Platelet Rich Plasma (PRP treatment)

PRP is an exciting non-surgical therapeutic option for male and female patients who require stimulation of hair growth for hair loss conditions.

What are PRP treatments for hair growth and how do they work?

PRP or platelet-rich plasma for hair regrowth is an autologous, non-surgical in-office or clinic treatment (obtained from the patient's blood) that can be performed in about 30 minutes.

Special sterile techniques and equipment are used to separate and concentrate platelets and plasma from a small sample of peripheral blood. PRP contains growth factors and cytokines that stimulate and improve hair follicle function. Small injections of PRP deliver the strong growth factors from platelets into the skin of weak follicles. 

Who is the ideal candidate for PRP treatment for hair loss?

In PRP treatments, there are two types of patients with hair loss: chronic hair loss (male and female pattern baldness) and acute hair loss (e.g. alopecia). Patients with areas of "low-grade" hair growth on the scalp where functioning hair follicles can still be seen are the patients who seem to have the most success with hair regrowth treatments. Those with "shiny" bald patches and long-standing baldness are NOT the best candidates. 

When can you expect PRP results and how long will they last?

It can take up to six to twelve months for PRP results to be "visually" evaluated in the mirror, although most clients will notice results after three months.

After the treatment period, the average patient with hereditary hair loss can expect to need a PRP treatment every 6 to 12 months to maintain their results. 

What are the risks and benefits of PRP treatment?

PRP is a non-surgical, comfortable in-clinic procedure that takes about 30 minutes from start to finish. Most of the time is spent in the preparation phase. Patients usually notice a short period of inflammation where their scalp remains slightly pink and they feel pressure or swelling for a few hours. Improvements in hair growth can generally be measured in about three months, but it may take six to twelve months before the difference is visually 'seen' in the mirror. 

The main risk of PRP is that your doctor may use careless or outdated preparation and application equipment or techniques that result in poor or less than optimal outcomes. Patients with certain blood disorders or taking certain medications are not candidates for PRP treatments. PRP is immunologically neutral and carries a low risk of allergies, hypersensitivity or reactions to foreign bodies.

Is there a recovery period or downtime after PRP treatment?

There is no activity restriction after PRP treatment.

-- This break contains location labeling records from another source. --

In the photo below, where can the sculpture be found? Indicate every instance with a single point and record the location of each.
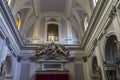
(51, 51)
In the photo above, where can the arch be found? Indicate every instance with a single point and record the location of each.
(9, 64)
(94, 64)
(111, 54)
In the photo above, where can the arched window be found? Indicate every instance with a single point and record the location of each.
(18, 22)
(52, 32)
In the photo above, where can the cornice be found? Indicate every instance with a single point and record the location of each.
(102, 17)
(7, 14)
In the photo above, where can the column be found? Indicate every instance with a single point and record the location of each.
(116, 24)
(69, 33)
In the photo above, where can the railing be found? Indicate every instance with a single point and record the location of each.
(41, 41)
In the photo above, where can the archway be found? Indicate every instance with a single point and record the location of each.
(111, 58)
(9, 65)
(111, 54)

Patients can usually shower/shampoo/maintain their hair and resume their normal sports and daily activities only a few hours after the treatment.

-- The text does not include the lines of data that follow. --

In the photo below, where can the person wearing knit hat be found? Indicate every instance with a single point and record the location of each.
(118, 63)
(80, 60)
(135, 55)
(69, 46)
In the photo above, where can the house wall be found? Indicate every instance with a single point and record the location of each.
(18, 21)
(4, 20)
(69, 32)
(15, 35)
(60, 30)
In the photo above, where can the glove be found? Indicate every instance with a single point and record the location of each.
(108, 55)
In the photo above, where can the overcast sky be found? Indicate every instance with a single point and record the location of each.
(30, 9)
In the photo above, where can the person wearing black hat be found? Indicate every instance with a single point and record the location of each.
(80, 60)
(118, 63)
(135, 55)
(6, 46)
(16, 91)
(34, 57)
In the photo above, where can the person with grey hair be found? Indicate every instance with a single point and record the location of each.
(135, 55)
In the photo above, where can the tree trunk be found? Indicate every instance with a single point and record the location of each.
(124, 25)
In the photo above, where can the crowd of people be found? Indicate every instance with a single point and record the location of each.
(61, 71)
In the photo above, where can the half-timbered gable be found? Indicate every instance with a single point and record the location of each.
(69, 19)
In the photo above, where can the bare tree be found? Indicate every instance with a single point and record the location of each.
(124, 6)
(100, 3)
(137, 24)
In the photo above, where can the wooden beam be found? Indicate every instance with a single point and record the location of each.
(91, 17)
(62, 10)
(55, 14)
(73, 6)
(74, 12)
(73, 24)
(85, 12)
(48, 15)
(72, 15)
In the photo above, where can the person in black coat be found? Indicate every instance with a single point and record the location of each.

Are there contraindications or other factors that would make someone ineligible for PRP?

Patients should be informed by their hair restorer about the results they can expect from PRP in different areas of the scalp.

Different parts of the scalp may respond differently to PRP depending on the number of weak hair follicles in each area. In general, places where severe follicle depletion has occurred should not be treated as the likelihood of results is very low.

The vast majority of healthy people can easily undergo PRP treatments. Certain conditions such as blood and platelet disorders, chronic liver disease, the presence of active severe infection, cardiovascular or haemodynamic instability and/or the presence of anticoagulants would make PRP contraindicated.

Recent steroid and smoking treatments are relative contraindications and should be discussed with your doctor.